Sean Dae Houlihan - Computational Cognitive Science of Emotion
I'm a Neukom Computational Science Postdoctoral Fellow, and Lecturer in the Cognitive Science Program, at Dartmouth. My research explores
the cognitive reasoning that underpins emotional intelligence.
People's reasoning about emotions can appear sophisticated, flexible and reliable,
but can also appear erroneous, biased and inconsistent. These characteristics may seem irreconcilable,
but they share a common origin. The remarkable abilities and the dramatic limitations of human emotion
understanding both illuminate the cognitive mechanisms of social intelligence.
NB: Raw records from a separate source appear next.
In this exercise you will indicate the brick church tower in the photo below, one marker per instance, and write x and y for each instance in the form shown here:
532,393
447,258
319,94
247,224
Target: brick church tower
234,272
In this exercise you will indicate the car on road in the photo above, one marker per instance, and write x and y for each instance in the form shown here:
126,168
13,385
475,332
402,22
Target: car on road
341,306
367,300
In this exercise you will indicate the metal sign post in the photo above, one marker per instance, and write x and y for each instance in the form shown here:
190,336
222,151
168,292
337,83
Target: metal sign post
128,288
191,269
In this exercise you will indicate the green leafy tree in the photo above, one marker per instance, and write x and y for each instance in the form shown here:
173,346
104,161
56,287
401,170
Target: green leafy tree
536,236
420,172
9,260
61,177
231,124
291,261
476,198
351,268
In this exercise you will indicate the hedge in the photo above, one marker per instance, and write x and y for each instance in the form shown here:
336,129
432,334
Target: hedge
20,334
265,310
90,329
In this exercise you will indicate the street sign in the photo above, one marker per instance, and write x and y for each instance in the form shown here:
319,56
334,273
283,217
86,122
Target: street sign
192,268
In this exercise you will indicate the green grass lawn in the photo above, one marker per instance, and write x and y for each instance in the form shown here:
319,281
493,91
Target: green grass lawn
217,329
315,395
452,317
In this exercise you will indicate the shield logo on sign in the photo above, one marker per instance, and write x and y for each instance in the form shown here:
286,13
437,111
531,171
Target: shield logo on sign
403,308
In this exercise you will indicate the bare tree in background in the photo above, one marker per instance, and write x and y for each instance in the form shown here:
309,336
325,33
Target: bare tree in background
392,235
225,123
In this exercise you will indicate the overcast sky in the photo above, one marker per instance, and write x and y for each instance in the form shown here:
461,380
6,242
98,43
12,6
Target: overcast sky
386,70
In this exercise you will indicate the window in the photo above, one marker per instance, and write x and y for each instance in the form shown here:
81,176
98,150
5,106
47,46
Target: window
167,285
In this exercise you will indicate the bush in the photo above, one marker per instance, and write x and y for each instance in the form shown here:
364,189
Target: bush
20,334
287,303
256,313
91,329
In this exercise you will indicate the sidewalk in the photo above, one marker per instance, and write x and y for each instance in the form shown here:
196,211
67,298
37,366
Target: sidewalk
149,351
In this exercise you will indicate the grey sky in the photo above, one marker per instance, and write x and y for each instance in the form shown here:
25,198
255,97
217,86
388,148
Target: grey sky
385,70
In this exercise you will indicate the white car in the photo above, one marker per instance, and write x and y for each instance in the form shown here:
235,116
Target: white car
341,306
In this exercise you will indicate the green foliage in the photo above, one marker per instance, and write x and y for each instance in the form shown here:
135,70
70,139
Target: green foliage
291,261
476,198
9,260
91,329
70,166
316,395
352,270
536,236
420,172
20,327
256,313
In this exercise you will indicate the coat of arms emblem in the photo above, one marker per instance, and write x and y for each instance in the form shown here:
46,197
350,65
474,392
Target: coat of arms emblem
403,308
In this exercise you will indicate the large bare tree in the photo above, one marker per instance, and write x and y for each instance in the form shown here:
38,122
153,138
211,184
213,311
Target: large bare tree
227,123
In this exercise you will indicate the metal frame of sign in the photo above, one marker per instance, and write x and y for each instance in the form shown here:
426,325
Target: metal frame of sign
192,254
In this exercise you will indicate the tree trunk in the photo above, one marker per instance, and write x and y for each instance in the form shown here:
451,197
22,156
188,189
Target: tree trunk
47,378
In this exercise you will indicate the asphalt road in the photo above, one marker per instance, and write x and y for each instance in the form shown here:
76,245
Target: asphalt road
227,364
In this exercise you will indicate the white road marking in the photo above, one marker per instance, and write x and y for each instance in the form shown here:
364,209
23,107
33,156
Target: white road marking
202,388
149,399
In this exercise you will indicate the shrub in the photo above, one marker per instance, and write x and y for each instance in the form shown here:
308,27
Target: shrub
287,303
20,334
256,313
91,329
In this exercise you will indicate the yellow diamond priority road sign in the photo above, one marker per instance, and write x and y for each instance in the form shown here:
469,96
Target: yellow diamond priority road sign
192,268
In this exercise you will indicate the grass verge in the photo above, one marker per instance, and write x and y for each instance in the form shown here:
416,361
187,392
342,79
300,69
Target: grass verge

My work aims to reverse-engineer social intelligence by emulating people's reasoning
about emotions. My approach emphasizes the use of probabilistic programs, causal methods, and generative
models to explain how social cognition works, why it succeeds, and where it fails. By describing social
cognition in computational terms, these models support the simultaneous development of formal psychological
theory and of machines with human-like emotional intelligence.
At Dartmouth, I work with Luke Chang, Jonathan Phillips and Soroush Vosoughi. I completed my PhD at MIT in the Department of Brain and Cognitive Sciences, where I worked with Rebecca Saxe, Josh Tenenbaum and John Gabrieli. I'm a member of the Center for Brains, Minds and Machines and a fellow at The Dalai Lama Center for Ethics. Sometimes I post things on bsky.
memo
PPL at CogSci with Kartik Chandra and Max Kleiman-Weiner. One of the most influential computational paradigms in modern cognitive science is the Bayesian modeling of social cognition. This paradigm models people's intuitions about other agents in terms of recursive probabilistic reasoning: agents are treated as approximately-rational decision-makers, who make Bayesian inferences about other agents' mental states from their observable behavior.
This workshop introduces a probabilistic approach to building models of people's intuitive theories of emotion. We frame human emotion understanding as approximately rational inference over a causally-structured mental model of other minds. We then see how probabilistic programs can be used to formalize, test, and learn scientific theories of emotion understanding.